Zaten ilk dikkatinizi çeken eserlerin ince ince en küçük detayına kadar güzel bir şekilde işlenmiş olması ve renklerin adeta birbiriyle dans ediyormuş gibi uyumu. Gerçekten bazı eserlerde ağzım açık kaldı diyebilirim. Bir A4 boyutunda kağıda yada deriye yapılmış Piri Reis’in dünya haritası ve Katı’ Sanatıyla birleşimi, görmeniz lazım o 2 sanatın birbiriyle bütünselliğini.
Katı’ sanatıyla ilgili hiç bir şey bilmezken yarım saat içinde görsel olarak tatmin oldum ama daha fazla bilgiye sahip olma merakım beni yalnız bırakmadı ve araştırmaya başladım. 16. yüzyıldan beri kullanılan geleneksel sanatlarımızdan bir tanesi olmakla birlikte desen, motif veya yazının özel bir teknikle oyulup başka bir zemine yapıştırılmasıyla uygulanıyormuş Katı’ Sanatı. Katı’nın anlamı da Osmanlıca’dan geliyor kesme, kesilme, kat edilen demekmiş. Bu sanat dalına en çok yakışan çiçek, bitki, vazo, doğa manzarası ve hayvan figürleri.

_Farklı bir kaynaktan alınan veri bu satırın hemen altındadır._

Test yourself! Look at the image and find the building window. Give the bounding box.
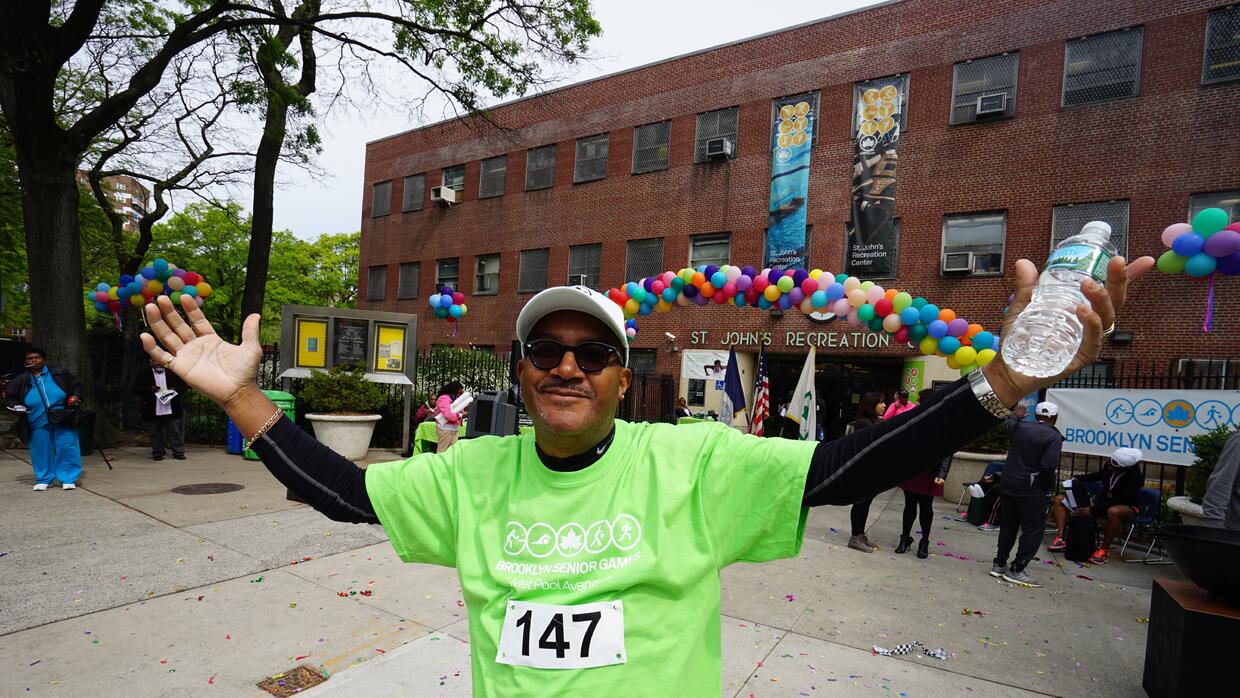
[366,265,387,301]
[397,262,420,299]
[1051,201,1129,258]
[629,349,657,375]
[401,174,424,212]
[942,213,1006,275]
[1062,27,1143,107]
[519,248,549,293]
[694,107,739,162]
[1172,359,1233,391]
[567,244,602,289]
[436,258,459,292]
[442,164,465,192]
[950,53,1018,124]
[687,379,706,407]
[574,134,609,183]
[632,121,671,174]
[479,156,506,198]
[370,181,391,217]
[525,145,556,190]
[625,238,664,283]
[1203,6,1240,85]
[475,253,500,295]
[689,233,731,268]
[1190,190,1240,224]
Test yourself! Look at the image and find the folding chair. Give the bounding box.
[954,461,1004,515]
[1121,487,1170,564]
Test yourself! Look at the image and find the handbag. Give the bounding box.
[33,373,91,428]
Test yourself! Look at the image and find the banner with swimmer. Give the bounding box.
[765,93,817,271]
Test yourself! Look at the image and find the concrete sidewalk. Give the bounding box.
[0,444,1174,696]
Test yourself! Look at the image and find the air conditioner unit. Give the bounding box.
[942,251,974,274]
[704,137,733,160]
[567,274,587,286]
[975,92,1007,116]
[430,186,458,205]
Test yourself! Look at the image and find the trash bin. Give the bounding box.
[226,418,244,455]
[243,390,296,460]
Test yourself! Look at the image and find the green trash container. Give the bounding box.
[243,389,296,460]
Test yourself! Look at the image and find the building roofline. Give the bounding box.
[366,0,901,147]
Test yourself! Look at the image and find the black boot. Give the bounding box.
[894,535,914,554]
[916,538,930,559]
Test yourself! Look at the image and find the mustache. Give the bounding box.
[537,377,592,397]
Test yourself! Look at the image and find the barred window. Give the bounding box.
[366,265,387,301]
[436,258,459,292]
[950,53,1018,124]
[519,248,549,293]
[625,238,664,282]
[694,107,738,162]
[401,174,424,212]
[525,145,556,190]
[568,244,602,289]
[370,181,391,217]
[687,379,706,407]
[475,253,500,295]
[689,233,730,268]
[1203,6,1240,85]
[629,349,657,375]
[942,213,1006,275]
[479,156,506,198]
[1051,201,1129,258]
[442,164,465,192]
[574,134,609,183]
[397,262,419,299]
[1062,28,1143,107]
[1190,190,1240,224]
[632,121,671,173]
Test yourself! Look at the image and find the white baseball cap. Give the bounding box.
[1111,447,1142,467]
[1035,402,1059,417]
[516,286,629,366]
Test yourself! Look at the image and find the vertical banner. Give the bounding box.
[765,93,818,270]
[846,76,907,277]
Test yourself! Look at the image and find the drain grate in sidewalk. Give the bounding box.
[171,482,245,495]
[257,665,328,696]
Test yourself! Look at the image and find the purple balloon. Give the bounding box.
[788,288,805,304]
[441,286,453,296]
[948,318,969,337]
[792,269,808,285]
[740,266,755,277]
[736,275,752,291]
[171,269,187,279]
[1203,230,1240,258]
[1219,249,1240,275]
[704,264,719,278]
[693,292,710,305]
[682,284,699,298]
[767,269,783,284]
[643,277,655,292]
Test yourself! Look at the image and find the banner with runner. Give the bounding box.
[765,93,818,270]
[1045,388,1240,465]
[845,75,907,277]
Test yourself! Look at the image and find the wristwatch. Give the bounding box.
[968,369,1013,419]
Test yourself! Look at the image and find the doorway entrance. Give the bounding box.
[766,353,902,440]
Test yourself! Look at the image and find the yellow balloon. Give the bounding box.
[809,269,823,280]
[129,295,144,307]
[843,276,861,293]
[108,287,118,300]
[146,279,163,294]
[656,299,671,312]
[847,288,867,307]
[764,285,781,302]
[919,337,938,356]
[976,348,997,366]
[954,346,978,366]
[196,281,213,298]
[624,299,639,315]
[945,355,961,370]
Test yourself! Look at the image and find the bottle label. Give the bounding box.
[1045,244,1112,282]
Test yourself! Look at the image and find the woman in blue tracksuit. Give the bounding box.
[4,347,83,490]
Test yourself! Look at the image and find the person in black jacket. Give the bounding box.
[4,347,83,490]
[132,358,188,460]
[1047,447,1144,564]
[990,401,1063,587]
[846,391,886,553]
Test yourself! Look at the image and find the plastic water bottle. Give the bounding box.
[1001,221,1116,378]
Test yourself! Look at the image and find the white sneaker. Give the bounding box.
[61,483,77,490]
[33,483,49,491]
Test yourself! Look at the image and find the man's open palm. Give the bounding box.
[140,296,262,407]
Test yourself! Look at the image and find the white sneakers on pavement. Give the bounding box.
[33,483,49,491]
[62,483,77,490]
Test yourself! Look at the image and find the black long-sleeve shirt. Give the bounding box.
[250,375,999,524]
[999,415,1063,497]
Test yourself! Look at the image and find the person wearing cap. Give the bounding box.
[136,250,1151,695]
[988,400,1063,587]
[1047,447,1146,563]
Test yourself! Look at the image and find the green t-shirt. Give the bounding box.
[366,419,815,696]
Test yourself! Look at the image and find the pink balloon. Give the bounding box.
[831,298,852,317]
[94,291,109,302]
[866,286,886,304]
[846,309,862,326]
[800,277,818,294]
[1161,223,1193,248]
[1226,222,1240,234]
[722,281,737,298]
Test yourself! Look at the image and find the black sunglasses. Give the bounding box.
[524,339,621,373]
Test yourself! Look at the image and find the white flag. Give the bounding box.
[785,346,816,441]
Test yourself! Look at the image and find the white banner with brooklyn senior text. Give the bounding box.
[1045,388,1240,466]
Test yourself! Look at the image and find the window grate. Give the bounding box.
[474,254,499,295]
[1203,6,1240,85]
[1190,190,1240,224]
[371,181,391,217]
[366,265,387,301]
[574,134,609,183]
[436,258,459,292]
[568,244,602,289]
[632,121,671,173]
[401,174,424,212]
[694,107,738,162]
[519,248,549,293]
[951,53,1018,124]
[689,234,730,268]
[1063,28,1143,107]
[479,156,506,198]
[525,145,556,190]
[397,262,419,299]
[629,349,657,375]
[625,238,664,283]
[1051,201,1129,258]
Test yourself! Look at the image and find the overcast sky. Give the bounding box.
[272,0,886,240]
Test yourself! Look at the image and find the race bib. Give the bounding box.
[496,600,626,670]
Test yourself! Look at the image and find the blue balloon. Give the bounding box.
[94,301,109,312]
[95,282,110,292]
[826,282,845,301]
[448,304,463,318]
[1184,252,1218,278]
[439,294,454,308]
[428,294,441,308]
[626,282,640,297]
[181,284,198,297]
[899,307,920,325]
[1172,232,1206,257]
[119,274,134,285]
[734,294,747,308]
[811,290,828,307]
[778,294,792,310]
[938,336,962,355]
[140,266,157,279]
[662,287,677,302]
[710,271,727,288]
[153,258,169,273]
[757,296,772,309]
[637,303,653,316]
[919,304,940,325]
[972,331,995,351]
[928,319,949,339]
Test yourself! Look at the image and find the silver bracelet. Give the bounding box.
[967,369,1013,419]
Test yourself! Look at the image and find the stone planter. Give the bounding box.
[306,414,381,461]
[1168,496,1208,526]
[942,451,1006,506]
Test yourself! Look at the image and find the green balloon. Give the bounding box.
[859,280,874,292]
[1192,207,1229,237]
[776,275,794,293]
[867,316,885,332]
[835,273,848,283]
[893,292,913,311]
[1156,250,1187,274]
[908,323,928,341]
[911,296,927,309]
[857,304,876,322]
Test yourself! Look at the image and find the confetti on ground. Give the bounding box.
[289,603,298,608]
[29,660,40,667]
[786,594,796,602]
[1075,575,1094,581]
[207,676,214,685]
[207,555,214,561]
[873,641,949,660]
[250,576,265,583]
[295,654,311,660]
[961,608,988,617]
[1136,617,1150,623]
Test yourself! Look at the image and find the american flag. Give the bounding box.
[749,347,769,436]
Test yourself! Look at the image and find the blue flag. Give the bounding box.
[719,346,747,427]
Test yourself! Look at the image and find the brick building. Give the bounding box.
[75,171,150,233]
[359,0,1240,434]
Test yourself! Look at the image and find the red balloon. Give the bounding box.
[452,292,465,304]
[183,271,201,285]
[874,299,894,317]
[752,276,769,292]
[712,291,727,304]
[107,300,122,311]
[894,327,909,344]
[651,280,665,295]
[745,288,760,304]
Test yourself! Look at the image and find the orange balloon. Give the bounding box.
[938,308,957,323]
[700,282,715,298]
[885,289,899,301]
[691,272,706,287]
[967,323,983,338]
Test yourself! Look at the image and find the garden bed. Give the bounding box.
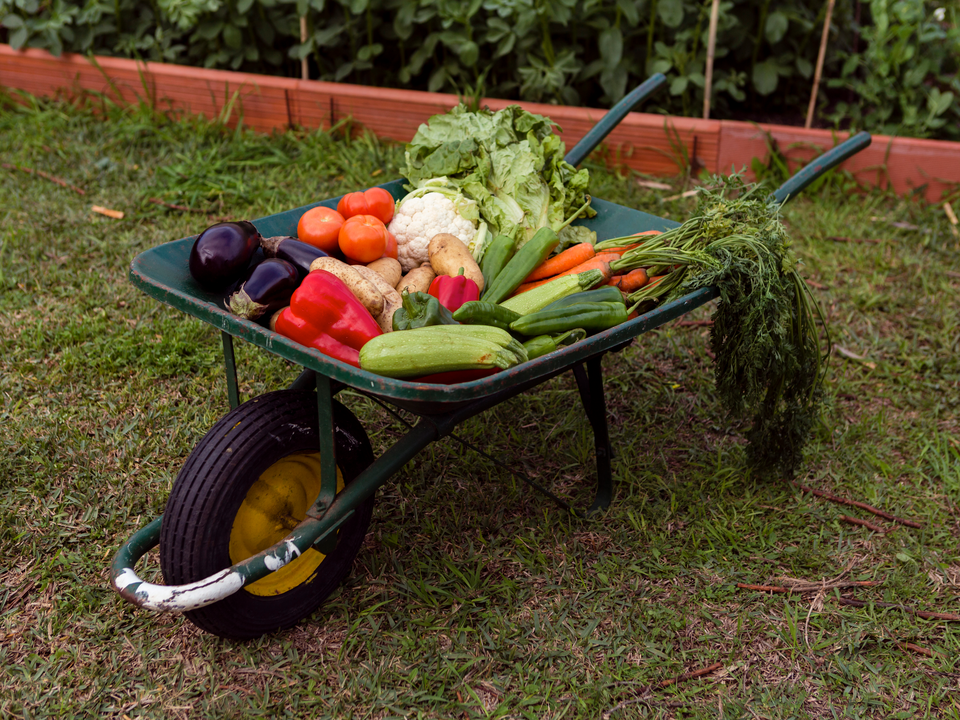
[2,45,959,202]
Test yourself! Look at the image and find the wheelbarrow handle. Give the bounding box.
[563,74,667,168]
[773,131,872,206]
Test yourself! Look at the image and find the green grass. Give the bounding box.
[1,88,959,719]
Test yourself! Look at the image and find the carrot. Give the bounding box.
[612,267,649,292]
[513,253,622,295]
[606,242,644,256]
[594,229,663,252]
[522,243,595,283]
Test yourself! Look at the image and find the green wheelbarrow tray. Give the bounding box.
[110,80,871,621]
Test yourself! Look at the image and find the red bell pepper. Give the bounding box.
[273,269,381,367]
[428,268,480,313]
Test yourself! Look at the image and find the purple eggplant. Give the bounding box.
[260,235,328,280]
[226,258,300,320]
[189,221,262,290]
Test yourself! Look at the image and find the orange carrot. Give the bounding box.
[513,253,622,295]
[606,242,644,256]
[595,229,664,252]
[614,267,649,292]
[523,243,595,283]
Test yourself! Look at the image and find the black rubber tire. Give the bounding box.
[159,390,375,640]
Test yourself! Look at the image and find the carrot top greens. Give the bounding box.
[621,175,829,477]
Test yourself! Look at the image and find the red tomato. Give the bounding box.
[336,187,395,225]
[336,192,367,220]
[339,215,387,263]
[382,231,398,260]
[362,187,395,224]
[297,206,344,253]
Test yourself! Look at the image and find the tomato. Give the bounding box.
[338,215,387,263]
[297,206,344,253]
[336,187,395,225]
[382,231,398,260]
[336,193,367,220]
[362,187,395,224]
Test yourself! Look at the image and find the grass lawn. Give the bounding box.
[1,89,959,719]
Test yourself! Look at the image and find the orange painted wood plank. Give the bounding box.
[718,120,960,202]
[3,45,958,199]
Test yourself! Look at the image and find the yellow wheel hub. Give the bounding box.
[229,452,343,596]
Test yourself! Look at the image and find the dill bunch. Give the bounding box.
[625,174,830,478]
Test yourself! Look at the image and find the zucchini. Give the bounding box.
[359,325,527,378]
[499,269,604,316]
[411,323,528,362]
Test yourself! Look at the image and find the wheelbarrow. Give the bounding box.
[111,76,872,639]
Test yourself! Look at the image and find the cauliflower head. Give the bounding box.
[388,191,477,272]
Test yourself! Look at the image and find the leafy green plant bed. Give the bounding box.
[1,0,958,140]
[2,88,959,718]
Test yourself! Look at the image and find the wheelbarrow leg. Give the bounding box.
[312,374,340,527]
[221,331,240,409]
[572,354,614,515]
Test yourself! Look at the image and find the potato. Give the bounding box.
[428,233,484,292]
[365,257,402,288]
[309,256,383,317]
[355,265,403,333]
[395,262,436,295]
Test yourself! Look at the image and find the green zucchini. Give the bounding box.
[359,330,519,378]
[412,323,528,363]
[499,269,604,316]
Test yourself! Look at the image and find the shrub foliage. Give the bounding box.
[1,0,957,139]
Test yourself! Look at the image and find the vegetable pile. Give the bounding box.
[184,105,829,477]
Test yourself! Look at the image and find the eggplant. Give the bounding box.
[226,258,300,320]
[189,221,262,290]
[261,235,328,280]
[223,247,266,297]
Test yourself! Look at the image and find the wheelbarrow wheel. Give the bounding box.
[159,389,375,640]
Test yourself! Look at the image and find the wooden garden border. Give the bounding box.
[2,45,958,202]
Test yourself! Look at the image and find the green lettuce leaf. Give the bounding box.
[403,104,596,248]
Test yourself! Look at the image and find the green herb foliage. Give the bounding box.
[621,176,829,477]
[687,180,828,478]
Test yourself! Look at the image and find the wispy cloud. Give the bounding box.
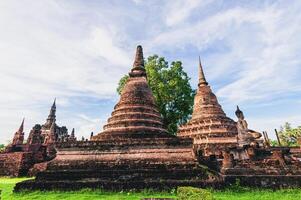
[163,0,211,27]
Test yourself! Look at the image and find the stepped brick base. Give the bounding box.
[224,175,301,188]
[14,140,222,191]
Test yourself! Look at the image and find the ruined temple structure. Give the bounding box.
[12,46,301,190]
[177,58,238,157]
[176,58,301,187]
[220,107,301,188]
[40,99,69,142]
[0,100,75,177]
[14,46,221,192]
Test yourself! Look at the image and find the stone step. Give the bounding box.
[15,179,223,192]
[56,139,193,150]
[46,161,199,171]
[36,168,208,181]
[223,175,301,188]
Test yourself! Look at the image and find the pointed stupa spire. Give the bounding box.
[46,98,56,126]
[52,98,56,109]
[130,45,146,77]
[71,128,75,138]
[198,56,208,86]
[18,118,25,133]
[133,45,144,68]
[12,118,25,145]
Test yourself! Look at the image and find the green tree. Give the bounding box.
[0,144,5,152]
[117,55,195,135]
[278,122,301,146]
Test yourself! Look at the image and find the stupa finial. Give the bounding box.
[130,45,146,77]
[198,56,208,86]
[52,98,56,109]
[133,45,144,68]
[71,128,75,138]
[18,118,25,133]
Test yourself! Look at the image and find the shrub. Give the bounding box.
[177,186,213,200]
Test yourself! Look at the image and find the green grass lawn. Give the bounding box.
[1,177,301,200]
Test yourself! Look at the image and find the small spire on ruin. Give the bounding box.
[130,45,146,77]
[133,45,144,68]
[18,118,25,133]
[71,128,75,138]
[46,98,57,125]
[198,56,208,86]
[52,98,56,109]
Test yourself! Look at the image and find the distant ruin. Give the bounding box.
[0,100,76,177]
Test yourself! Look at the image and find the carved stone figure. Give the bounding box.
[235,106,261,146]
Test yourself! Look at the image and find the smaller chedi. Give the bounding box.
[11,118,25,146]
[177,58,238,157]
[0,99,76,177]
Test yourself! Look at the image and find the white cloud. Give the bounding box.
[149,3,301,104]
[164,0,206,26]
[86,27,131,66]
[0,1,131,143]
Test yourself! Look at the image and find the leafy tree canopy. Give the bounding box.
[0,144,5,152]
[117,55,195,135]
[278,122,301,146]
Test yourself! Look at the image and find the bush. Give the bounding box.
[177,186,213,200]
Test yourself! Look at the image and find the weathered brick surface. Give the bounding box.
[0,152,33,176]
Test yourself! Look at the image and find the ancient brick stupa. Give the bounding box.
[177,58,238,156]
[91,45,170,141]
[15,46,221,191]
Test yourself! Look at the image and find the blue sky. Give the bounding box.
[0,0,301,144]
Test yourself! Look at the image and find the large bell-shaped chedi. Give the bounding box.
[92,45,169,141]
[177,58,238,156]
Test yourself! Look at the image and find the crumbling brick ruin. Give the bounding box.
[0,100,76,177]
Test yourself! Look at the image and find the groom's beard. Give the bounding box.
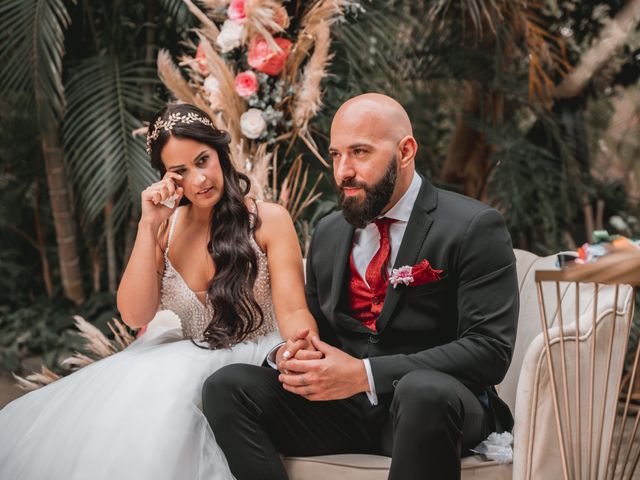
[338,155,397,229]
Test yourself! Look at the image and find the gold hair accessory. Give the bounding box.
[146,112,213,154]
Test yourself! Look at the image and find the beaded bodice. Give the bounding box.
[159,204,276,344]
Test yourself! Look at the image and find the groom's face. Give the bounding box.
[329,111,400,228]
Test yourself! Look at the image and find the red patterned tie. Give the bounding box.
[365,218,395,293]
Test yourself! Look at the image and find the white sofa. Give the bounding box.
[282,249,636,480]
[147,249,634,478]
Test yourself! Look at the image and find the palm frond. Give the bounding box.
[428,0,506,38]
[160,0,191,19]
[330,3,420,101]
[0,0,70,127]
[63,56,161,233]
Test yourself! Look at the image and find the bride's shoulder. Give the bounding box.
[244,198,291,223]
[246,198,294,245]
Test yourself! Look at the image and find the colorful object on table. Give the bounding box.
[559,230,640,267]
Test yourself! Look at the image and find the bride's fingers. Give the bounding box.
[164,172,183,183]
[282,338,307,360]
[165,181,176,196]
[294,349,323,360]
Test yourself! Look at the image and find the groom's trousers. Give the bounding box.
[203,364,492,480]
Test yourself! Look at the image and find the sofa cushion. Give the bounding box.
[282,454,512,480]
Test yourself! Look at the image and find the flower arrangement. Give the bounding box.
[157,0,360,219]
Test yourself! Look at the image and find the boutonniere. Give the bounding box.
[389,260,443,288]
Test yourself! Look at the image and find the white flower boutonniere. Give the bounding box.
[389,266,414,288]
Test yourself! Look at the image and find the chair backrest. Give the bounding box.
[496,249,544,410]
[498,250,635,411]
[504,250,635,480]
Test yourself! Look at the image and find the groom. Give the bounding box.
[203,93,519,479]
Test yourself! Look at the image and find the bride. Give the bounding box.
[0,103,318,479]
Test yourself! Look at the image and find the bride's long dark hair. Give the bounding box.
[147,104,263,348]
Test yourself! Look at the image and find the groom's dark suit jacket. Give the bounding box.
[305,176,519,431]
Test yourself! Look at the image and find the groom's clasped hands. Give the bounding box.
[275,329,370,401]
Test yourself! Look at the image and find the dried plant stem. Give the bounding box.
[182,0,220,42]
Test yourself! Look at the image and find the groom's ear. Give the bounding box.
[397,135,417,169]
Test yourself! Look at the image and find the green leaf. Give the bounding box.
[0,0,70,128]
[63,55,162,233]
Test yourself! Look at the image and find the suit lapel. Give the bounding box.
[376,178,438,333]
[329,219,354,314]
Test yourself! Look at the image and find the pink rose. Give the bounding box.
[195,43,207,74]
[234,70,259,97]
[247,36,292,76]
[228,0,247,23]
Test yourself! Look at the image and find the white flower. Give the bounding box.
[240,109,267,139]
[203,75,220,94]
[216,20,244,53]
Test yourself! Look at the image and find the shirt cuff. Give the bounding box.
[266,342,285,369]
[363,358,378,406]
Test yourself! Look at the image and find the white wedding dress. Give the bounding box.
[0,206,282,480]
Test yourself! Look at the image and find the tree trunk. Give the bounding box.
[123,204,139,271]
[104,201,117,294]
[91,246,101,293]
[41,127,85,304]
[34,182,53,297]
[439,83,503,200]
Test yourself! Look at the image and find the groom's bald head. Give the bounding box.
[329,93,418,224]
[331,93,414,144]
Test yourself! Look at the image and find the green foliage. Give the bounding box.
[63,56,161,232]
[0,95,52,302]
[0,1,195,363]
[0,292,118,373]
[486,120,572,252]
[0,0,69,129]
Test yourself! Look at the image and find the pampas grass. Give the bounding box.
[197,34,247,161]
[244,0,286,51]
[286,0,348,83]
[13,316,137,391]
[13,366,60,391]
[277,155,323,222]
[292,21,332,132]
[157,49,199,105]
[158,0,348,216]
[182,0,220,42]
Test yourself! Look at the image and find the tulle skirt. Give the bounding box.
[0,311,282,480]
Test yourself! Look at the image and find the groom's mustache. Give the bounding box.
[339,178,368,191]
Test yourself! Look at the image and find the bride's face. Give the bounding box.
[161,136,224,208]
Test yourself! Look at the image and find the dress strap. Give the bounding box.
[165,207,182,256]
[248,198,259,230]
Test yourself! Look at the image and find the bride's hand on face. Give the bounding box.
[140,172,184,228]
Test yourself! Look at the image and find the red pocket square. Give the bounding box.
[389,260,443,288]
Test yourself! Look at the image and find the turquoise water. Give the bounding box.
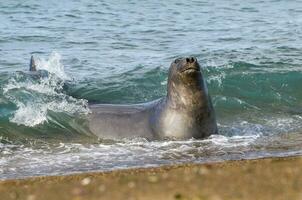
[1,0,302,179]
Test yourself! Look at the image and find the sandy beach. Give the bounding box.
[1,156,302,200]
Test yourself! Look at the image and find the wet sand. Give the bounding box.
[1,156,302,200]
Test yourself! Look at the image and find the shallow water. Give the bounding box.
[1,0,302,180]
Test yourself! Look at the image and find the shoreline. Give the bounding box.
[1,156,302,200]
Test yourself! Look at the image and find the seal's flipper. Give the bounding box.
[29,55,37,72]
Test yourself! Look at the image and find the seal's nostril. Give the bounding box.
[190,57,195,63]
[186,58,190,63]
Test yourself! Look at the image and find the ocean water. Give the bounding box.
[1,0,302,180]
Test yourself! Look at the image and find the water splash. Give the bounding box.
[3,53,89,127]
[35,52,70,80]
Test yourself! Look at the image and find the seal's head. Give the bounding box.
[158,57,216,139]
[167,57,208,109]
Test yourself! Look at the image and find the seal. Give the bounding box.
[88,57,218,140]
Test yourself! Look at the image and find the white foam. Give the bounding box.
[10,97,88,127]
[36,52,70,80]
[3,76,59,95]
[207,134,259,147]
[4,52,89,127]
[207,72,225,87]
[2,130,302,180]
[10,102,47,126]
[264,116,302,133]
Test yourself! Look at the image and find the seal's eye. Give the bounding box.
[174,58,181,64]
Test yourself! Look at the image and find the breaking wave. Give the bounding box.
[2,52,89,127]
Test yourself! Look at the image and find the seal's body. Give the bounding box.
[88,100,159,139]
[88,57,218,140]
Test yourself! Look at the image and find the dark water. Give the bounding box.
[1,0,302,180]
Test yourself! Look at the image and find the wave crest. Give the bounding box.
[3,52,89,127]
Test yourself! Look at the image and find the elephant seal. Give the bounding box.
[88,57,218,140]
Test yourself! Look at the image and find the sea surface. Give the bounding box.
[1,0,302,180]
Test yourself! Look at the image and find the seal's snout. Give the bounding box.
[181,57,200,73]
[185,57,196,64]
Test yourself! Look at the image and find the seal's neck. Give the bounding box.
[166,77,209,112]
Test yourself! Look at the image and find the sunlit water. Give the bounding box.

Emel Ogan 12 yıldır profesyonel olarak Katı’ sanatını icra ediyor ve bu sergide katı’ ve minyatürden 70 tane eserine yer veriyor. Benim favorilerim hayat ağacı serileri. Eserlerinden örnekleri aşağıdaki linkten görebilirsiniz fakat size tavsiyem sergiye gidip daha yakından incelemeniz. Emin olun pişman olmayacaksınız…
Ben, Katı Sanat eserlerini ilk kez Güzelbahçe’de bir kafe sahibi beni imza günü için davet ettiğinde görmüş ve hayran kalmıştım. Kursiyerlerin sabır ile o kağıtları kesmeleri ve ortaya çıkardıkları eserler muhteşemdi. Tabi kafe el değiştirdi ve ben sonrasında gittiğimde duvarları süsleyen o güzelim eserleri göremeyince çok üzülmüştüm.,.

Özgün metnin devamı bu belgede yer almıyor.